Ketua Tim Penyidik Gakkum Kehutanan, Frinoldy Nehemia Gustamayanto, mengatakan penyidik juga mengamankan dua karung material tanah yang berkaitan dengan proses memperoleh material emas.

“Barang bukti yang kami bawa kemarin sesuai dengan kegiatan penyidikan yaitu basic sluice satu, kemudian ada dua pengayak pasir untuk pendulangan emas, kemudian ada bokor besar dua, kemudian ada karpet juga,” kata Frinoldy.

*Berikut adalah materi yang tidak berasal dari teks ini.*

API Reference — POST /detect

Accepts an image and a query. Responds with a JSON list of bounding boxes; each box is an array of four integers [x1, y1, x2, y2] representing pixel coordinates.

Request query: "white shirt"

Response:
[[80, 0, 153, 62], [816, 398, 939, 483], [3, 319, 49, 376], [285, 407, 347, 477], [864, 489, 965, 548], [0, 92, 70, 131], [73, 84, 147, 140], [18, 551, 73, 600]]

Frinoldy juga memastikan bahwa UT ditangani dalam kaitan dengan dugaan aktivitas pengambilan material di dalam kawasan TN Matalawa untuk kepentingan pendulangan emas.

Dia menegaskan proses hukum tersebut tetap berjalan meski UT diketahui mengambil langkah hukum melalui PTUN. “Memang benar, tapi sebenarnya PTUN itu perkara tersendiri,” ujar Frinoldy.